Ce que j’aime le plus lorsque je rentre chez moi, dans ce tréfonds d’arrière pays landais, où au cœur de l’hiver la forêt de pins uniforme revêt son long manteau brun, c’est de me plonger dans les faits divers locaux. Rien n’est plus agréable que ce genre de lecture où la nature humaine transparaît dans ce qu’elle a de moins ragoûtant.  Plus c’est local, plus on touche du doigt la médiocrité des gens, plus leurs méfaits apparaissent glauques, tout cela vous saute à la gueule, comme si l’arrière pays agissait comme un catalyseur à merdes.

Un jour je tombe sur ce fait divers, à haute teneur.

Ca commence par un cambriolage, à quelques jours de Noël. La ville, station balnéaire florissante l’été, est vidée de ses habitants l’hiver. Seuls restent quelques téméraires qui traversent les rues la tête baissée. Faire ses courses de Noël dans une telle ville peut mener à un début de dépression nerveuse. La maison visée, c’est une demeure récente, construite comme celles qui furent bâties lorsque la « papet’ » s’est installée- la papet’, c’est ce monstre d’acier et de tôle qui recrache jour après jours ses effluves nauséabondes sur tout le littoral.

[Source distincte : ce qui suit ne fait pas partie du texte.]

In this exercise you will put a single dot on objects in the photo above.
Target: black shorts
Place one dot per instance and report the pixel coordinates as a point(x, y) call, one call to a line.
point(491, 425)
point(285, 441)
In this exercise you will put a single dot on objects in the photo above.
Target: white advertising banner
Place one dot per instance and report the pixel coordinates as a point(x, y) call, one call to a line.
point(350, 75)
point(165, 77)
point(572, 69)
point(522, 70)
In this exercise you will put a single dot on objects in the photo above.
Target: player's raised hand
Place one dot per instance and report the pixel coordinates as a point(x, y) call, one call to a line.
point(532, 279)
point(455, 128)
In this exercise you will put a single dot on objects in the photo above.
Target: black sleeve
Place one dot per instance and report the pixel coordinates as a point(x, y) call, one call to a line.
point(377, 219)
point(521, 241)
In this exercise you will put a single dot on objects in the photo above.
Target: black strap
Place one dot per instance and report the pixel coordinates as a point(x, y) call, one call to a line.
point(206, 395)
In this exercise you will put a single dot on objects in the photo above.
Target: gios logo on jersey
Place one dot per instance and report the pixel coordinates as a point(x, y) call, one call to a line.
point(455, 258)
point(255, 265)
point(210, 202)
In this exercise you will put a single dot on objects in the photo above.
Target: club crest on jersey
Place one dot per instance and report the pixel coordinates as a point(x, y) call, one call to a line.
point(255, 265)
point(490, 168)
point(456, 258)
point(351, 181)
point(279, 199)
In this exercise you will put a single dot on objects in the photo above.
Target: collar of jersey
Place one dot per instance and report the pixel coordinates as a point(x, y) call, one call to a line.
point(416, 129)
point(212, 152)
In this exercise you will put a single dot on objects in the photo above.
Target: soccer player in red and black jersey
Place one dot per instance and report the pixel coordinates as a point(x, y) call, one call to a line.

C’est la mère  qui découvre la chose, un vendredi soir. En rentrant du travail, elle a trouvé un des contrevents ouvert. La maison a été retournée, le sapin de Noël qui trônait dans un coin de la pièce a même été renversé. En larmes elle appelle son fils qui arrive aussitôt. Il inspecte les lieux. Quelques CDs ont disparus, ainsi que le poste radio de la cuisine, une antiquité. On a pris les bijoux de sa mère, fouillé aussi dans sa chambre et là les cambrioleurs ont été chanceux : ils ont mis la main sur les cartons de cartouches de cigarettes qu’il venait de ramener d’Espagne. Les voleurs étaient sans doute renseignés. Il vérifie les autres pièces de la maison. Et là c’est le choc, sa respiration se coupe.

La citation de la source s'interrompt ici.